I've run into a couple of issue with library loading which have their origin down inside the IMCC code:

1) External libraries are being loaded at parse time.

Inside of INS() in imcc/parser_util.c, Parrot_load_lib() is called at parse-time when loadlib is encountered. This is causing libraries to be loaded twice (once at parse-time and once at run-time), which is a problem in its own right, but it also just seems like generally the wrong behavior.

2) Code which tries to instantiate a dynamically-loaded PMC fails to parse.

Code such as this:

        loadlib P1, "foo"
        new P0, .Foo

fails to parse, because ".Foo" is being interpreted as a macro.
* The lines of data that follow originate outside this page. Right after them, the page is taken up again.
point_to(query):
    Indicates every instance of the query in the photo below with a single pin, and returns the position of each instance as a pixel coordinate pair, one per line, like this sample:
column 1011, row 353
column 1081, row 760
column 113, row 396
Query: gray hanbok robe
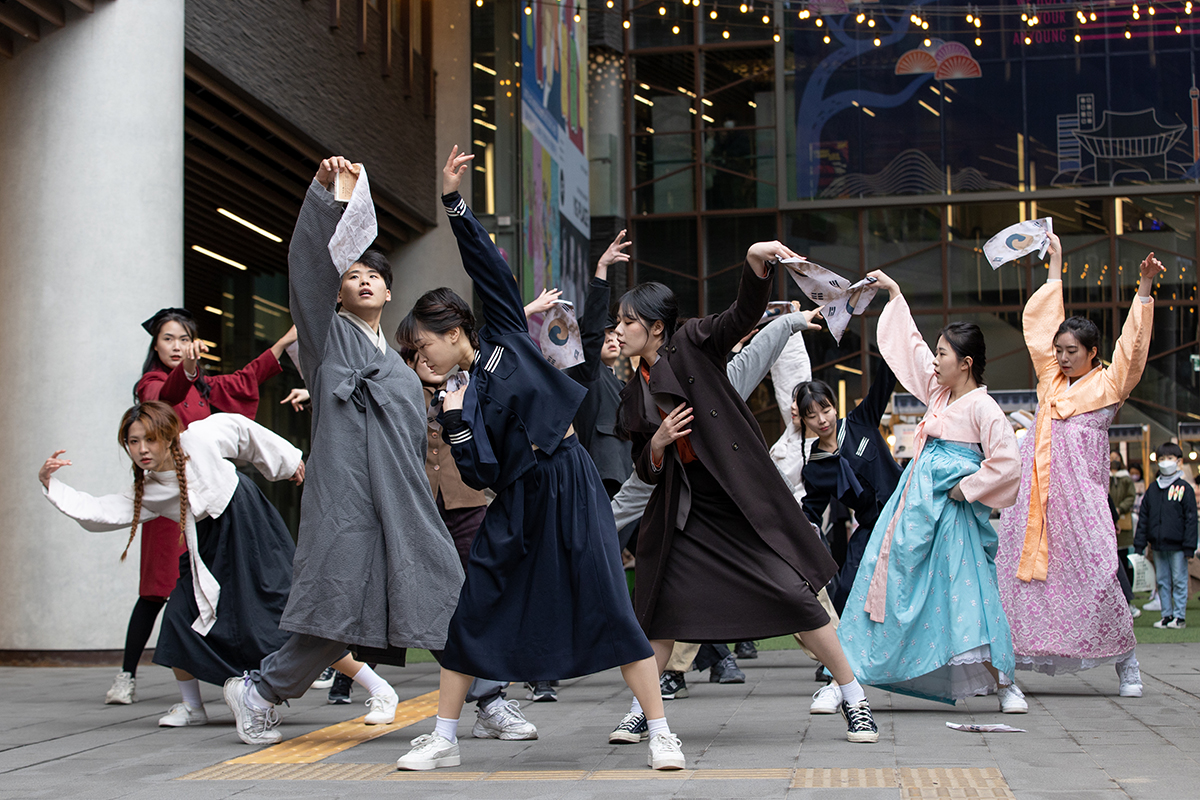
column 375, row 565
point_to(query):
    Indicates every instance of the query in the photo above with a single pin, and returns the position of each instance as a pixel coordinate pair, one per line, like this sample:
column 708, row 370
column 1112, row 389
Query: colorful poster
column 556, row 212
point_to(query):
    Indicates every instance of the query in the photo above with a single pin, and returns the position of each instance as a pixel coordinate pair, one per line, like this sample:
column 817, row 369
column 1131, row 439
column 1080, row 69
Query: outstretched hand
column 52, row 465
column 543, row 302
column 451, row 174
column 612, row 254
column 330, row 167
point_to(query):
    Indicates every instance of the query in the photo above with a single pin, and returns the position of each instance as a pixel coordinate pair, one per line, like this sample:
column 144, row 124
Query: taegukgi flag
column 1015, row 241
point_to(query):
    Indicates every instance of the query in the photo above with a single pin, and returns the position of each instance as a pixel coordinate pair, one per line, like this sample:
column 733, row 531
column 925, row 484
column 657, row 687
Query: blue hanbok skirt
column 943, row 619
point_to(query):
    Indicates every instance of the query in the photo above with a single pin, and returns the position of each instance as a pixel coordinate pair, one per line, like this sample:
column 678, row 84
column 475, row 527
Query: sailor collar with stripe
column 375, row 335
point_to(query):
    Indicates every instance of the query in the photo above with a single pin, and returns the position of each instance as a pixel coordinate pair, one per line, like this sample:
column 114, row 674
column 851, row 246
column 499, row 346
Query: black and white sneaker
column 861, row 723
column 745, row 650
column 672, row 685
column 340, row 692
column 633, row 729
column 541, row 691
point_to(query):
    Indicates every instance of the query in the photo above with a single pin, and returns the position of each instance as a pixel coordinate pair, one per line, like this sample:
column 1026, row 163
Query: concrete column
column 432, row 260
column 91, row 148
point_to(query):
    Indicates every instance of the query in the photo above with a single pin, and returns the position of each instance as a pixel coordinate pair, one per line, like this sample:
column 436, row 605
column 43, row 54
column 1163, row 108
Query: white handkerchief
column 839, row 299
column 559, row 337
column 357, row 228
column 293, row 352
column 1015, row 241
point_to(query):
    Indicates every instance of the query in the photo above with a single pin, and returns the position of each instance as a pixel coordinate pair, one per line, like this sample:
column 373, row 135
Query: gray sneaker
column 503, row 721
column 124, row 691
column 255, row 727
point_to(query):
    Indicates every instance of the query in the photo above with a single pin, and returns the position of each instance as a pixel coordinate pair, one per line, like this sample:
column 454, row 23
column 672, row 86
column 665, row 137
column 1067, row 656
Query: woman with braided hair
column 173, row 372
column 235, row 571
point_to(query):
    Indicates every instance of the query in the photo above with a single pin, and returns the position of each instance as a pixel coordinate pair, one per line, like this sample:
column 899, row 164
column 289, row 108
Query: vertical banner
column 557, row 227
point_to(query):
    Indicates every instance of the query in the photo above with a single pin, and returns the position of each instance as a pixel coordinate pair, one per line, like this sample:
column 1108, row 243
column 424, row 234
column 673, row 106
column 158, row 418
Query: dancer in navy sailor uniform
column 545, row 595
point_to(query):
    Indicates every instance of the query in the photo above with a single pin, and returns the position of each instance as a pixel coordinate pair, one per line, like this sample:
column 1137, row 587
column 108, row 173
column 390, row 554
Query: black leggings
column 142, row 621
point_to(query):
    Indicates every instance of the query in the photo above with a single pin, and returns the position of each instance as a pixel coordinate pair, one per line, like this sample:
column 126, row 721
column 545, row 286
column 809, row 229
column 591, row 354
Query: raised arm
column 790, row 368
column 480, row 257
column 903, row 346
column 756, row 359
column 312, row 278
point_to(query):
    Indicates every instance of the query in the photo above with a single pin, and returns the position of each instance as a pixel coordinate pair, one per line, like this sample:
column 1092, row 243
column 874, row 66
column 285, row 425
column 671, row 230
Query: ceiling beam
column 21, row 20
column 47, row 10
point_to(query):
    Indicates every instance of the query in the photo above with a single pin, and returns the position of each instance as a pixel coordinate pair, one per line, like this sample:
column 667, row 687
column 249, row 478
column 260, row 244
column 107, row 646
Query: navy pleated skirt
column 545, row 596
column 249, row 551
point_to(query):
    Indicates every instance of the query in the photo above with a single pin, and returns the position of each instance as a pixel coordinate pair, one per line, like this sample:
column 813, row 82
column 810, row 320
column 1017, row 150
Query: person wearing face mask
column 1057, row 546
column 924, row 615
column 1168, row 523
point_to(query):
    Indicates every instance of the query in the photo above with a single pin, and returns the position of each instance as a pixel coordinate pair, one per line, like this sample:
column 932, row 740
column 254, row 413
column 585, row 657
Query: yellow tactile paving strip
column 297, row 759
column 328, row 741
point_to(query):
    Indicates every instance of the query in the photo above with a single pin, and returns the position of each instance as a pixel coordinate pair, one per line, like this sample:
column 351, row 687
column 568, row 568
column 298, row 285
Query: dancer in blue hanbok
column 924, row 617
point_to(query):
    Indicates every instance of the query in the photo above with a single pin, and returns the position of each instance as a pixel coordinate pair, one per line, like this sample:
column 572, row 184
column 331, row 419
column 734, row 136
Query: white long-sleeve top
column 211, row 445
column 791, row 368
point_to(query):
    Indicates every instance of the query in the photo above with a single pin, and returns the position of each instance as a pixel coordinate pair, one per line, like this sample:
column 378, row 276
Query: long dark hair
column 1085, row 332
column 438, row 311
column 649, row 302
column 807, row 396
column 966, row 341
column 153, row 361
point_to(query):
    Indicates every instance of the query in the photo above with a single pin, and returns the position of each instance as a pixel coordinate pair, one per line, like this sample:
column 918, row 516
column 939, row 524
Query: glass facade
column 904, row 145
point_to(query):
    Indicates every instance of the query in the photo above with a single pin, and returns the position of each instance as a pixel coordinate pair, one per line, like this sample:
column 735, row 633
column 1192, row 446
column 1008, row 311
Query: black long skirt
column 545, row 596
column 723, row 582
column 249, row 551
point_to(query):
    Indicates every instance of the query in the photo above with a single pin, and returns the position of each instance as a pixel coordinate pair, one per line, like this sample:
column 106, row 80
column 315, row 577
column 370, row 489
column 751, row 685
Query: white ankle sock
column 370, row 680
column 447, row 728
column 191, row 692
column 255, row 701
column 852, row 692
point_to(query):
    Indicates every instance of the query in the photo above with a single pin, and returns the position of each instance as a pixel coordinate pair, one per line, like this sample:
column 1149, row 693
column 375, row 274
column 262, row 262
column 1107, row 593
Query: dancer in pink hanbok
column 1057, row 561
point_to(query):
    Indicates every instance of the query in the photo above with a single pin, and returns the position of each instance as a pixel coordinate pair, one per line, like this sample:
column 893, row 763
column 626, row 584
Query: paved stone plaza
column 751, row 740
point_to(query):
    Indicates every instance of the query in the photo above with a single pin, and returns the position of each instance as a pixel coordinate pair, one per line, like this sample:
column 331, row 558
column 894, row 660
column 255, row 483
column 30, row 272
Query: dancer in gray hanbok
column 375, row 565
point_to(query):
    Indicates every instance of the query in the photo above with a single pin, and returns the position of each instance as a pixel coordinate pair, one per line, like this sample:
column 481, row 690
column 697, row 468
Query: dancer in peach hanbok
column 924, row 617
column 1057, row 546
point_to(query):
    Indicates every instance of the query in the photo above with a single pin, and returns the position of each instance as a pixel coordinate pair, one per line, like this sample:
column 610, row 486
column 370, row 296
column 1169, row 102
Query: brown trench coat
column 727, row 440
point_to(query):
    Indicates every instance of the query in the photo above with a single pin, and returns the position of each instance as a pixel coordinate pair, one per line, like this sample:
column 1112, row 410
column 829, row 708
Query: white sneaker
column 183, row 715
column 383, row 708
column 1012, row 699
column 255, row 726
column 124, row 691
column 325, row 679
column 503, row 721
column 666, row 752
column 430, row 752
column 1131, row 677
column 827, row 699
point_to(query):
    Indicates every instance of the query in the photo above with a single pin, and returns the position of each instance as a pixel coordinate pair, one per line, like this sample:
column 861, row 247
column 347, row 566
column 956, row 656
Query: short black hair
column 376, row 260
column 1169, row 449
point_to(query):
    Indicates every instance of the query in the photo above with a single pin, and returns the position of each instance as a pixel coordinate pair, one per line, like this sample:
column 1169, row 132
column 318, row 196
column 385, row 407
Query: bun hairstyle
column 966, row 341
column 649, row 302
column 1085, row 332
column 807, row 396
column 161, row 423
column 438, row 311
column 154, row 326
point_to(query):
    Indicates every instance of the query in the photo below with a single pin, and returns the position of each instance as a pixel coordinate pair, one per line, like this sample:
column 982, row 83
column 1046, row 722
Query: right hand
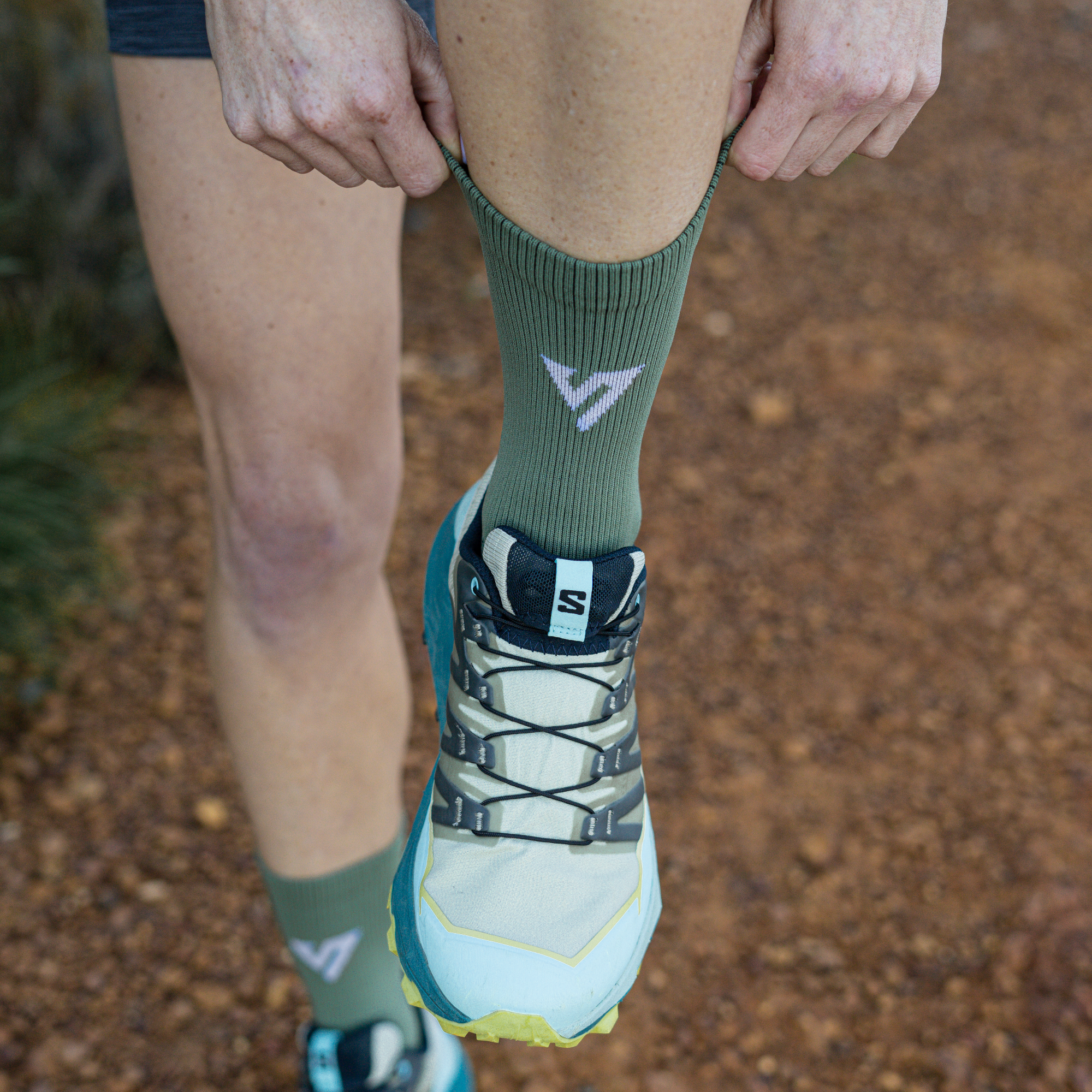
column 353, row 89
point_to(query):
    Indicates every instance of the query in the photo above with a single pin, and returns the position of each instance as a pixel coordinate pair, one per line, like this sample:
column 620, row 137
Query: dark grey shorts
column 176, row 28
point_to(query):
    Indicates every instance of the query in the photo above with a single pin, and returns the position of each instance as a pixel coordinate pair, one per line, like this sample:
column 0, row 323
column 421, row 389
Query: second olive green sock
column 336, row 928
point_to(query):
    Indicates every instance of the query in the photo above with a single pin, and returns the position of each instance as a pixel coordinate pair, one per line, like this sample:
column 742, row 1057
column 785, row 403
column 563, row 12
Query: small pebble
column 718, row 324
column 211, row 812
column 818, row 849
column 152, row 892
column 278, row 992
column 211, row 998
column 770, row 409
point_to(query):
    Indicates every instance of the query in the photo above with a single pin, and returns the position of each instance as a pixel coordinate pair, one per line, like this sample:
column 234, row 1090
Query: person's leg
column 596, row 129
column 283, row 294
column 529, row 892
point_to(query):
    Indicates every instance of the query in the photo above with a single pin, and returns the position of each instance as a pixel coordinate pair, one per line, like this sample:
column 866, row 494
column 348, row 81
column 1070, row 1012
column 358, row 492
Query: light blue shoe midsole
column 483, row 976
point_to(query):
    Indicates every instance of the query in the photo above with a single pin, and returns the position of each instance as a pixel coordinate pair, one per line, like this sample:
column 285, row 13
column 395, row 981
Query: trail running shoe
column 375, row 1057
column 528, row 892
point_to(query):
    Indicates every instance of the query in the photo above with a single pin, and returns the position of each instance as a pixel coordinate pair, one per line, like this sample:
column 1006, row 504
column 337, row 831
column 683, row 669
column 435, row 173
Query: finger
column 409, row 149
column 756, row 44
column 284, row 155
column 847, row 143
column 884, row 138
column 431, row 88
column 771, row 130
column 339, row 147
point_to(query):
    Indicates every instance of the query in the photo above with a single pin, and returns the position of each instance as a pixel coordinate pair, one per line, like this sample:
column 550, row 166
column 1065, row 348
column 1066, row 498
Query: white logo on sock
column 331, row 957
column 616, row 383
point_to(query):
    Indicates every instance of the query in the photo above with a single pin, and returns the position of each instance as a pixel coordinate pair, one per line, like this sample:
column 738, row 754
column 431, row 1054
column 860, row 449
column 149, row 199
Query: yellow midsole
column 525, row 1027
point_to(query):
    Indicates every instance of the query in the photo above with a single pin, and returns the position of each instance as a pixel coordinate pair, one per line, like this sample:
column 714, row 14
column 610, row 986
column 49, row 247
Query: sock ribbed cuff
column 584, row 346
column 336, row 928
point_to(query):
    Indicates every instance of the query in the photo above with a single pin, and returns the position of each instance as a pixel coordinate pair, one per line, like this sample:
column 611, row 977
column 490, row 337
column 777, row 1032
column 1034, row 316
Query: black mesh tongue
column 536, row 586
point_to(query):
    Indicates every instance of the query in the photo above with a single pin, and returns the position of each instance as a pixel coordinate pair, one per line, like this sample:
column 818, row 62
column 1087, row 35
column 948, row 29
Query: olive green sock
column 583, row 347
column 336, row 928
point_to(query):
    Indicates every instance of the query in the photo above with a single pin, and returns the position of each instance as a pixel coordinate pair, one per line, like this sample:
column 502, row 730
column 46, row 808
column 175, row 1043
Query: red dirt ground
column 867, row 684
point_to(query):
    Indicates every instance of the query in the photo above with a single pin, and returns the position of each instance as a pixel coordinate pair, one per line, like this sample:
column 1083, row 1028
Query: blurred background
column 868, row 672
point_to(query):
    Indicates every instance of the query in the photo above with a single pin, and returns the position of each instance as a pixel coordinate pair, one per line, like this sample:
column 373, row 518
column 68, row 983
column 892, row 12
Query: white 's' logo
column 616, row 384
column 331, row 957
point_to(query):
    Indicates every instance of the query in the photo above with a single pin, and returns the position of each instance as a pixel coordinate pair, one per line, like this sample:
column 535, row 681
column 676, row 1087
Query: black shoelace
column 530, row 664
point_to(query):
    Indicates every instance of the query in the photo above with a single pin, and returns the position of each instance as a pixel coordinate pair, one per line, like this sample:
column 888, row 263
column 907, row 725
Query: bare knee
column 298, row 537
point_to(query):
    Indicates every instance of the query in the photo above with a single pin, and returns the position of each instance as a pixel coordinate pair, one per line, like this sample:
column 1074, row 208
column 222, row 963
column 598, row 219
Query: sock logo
column 616, row 384
column 329, row 958
column 569, row 601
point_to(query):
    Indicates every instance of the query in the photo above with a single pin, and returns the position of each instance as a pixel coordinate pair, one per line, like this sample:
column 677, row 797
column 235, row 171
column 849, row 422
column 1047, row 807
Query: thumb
column 432, row 91
column 756, row 46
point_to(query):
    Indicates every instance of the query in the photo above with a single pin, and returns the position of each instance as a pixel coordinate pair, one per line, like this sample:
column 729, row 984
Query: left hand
column 847, row 76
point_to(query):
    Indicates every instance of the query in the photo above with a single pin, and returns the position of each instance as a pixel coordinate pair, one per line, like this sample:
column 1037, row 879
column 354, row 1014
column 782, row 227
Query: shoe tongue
column 567, row 600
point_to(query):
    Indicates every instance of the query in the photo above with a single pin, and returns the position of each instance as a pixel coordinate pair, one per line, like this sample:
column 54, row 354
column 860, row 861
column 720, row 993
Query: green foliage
column 51, row 494
column 72, row 260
For example:

% ./parrot dynclasses/dynfoo.pasm
error:imcc:unknown macro '.Foo'
in file 'dynclasses/dynfoo.pasm' line 7

The problem seems to be the following code, which interprets ".Blah" as a macro if "Blah" isn't an already-registered type:

imcc/imcc.l line 337:

<emit,INITIAL>{DOT}{LETTER}{LETTERDIGIT}* {
int type = pmc_type(interp, string_from_cstring(interp, yytext+1, 0));


        if (type > 0) {
            char *buf = malloc(16);
            sprintf(buf, "%d", type);
            valp->s = buf;
            return INTC;
        }
        if (!expand_macro(valp, interp, yytext+1))
            fataly(1, sourcefile, line, "unknown macro '%s'", yytext);
    }


I can't find any definitive docs on the macro syntax, so I don't know if this is pointing out a true ambiguity in the grammar (since dynamically-loaded PMC types won't be known at parse-time, before the library defining them is loaded), or if macro usages are always supposed to have argument-syntax, such as ".Blah()", which would mean that this is just a problem with the parser. There's no example in t/op/macro.t without parentheses, so I'm thinking it's the latter.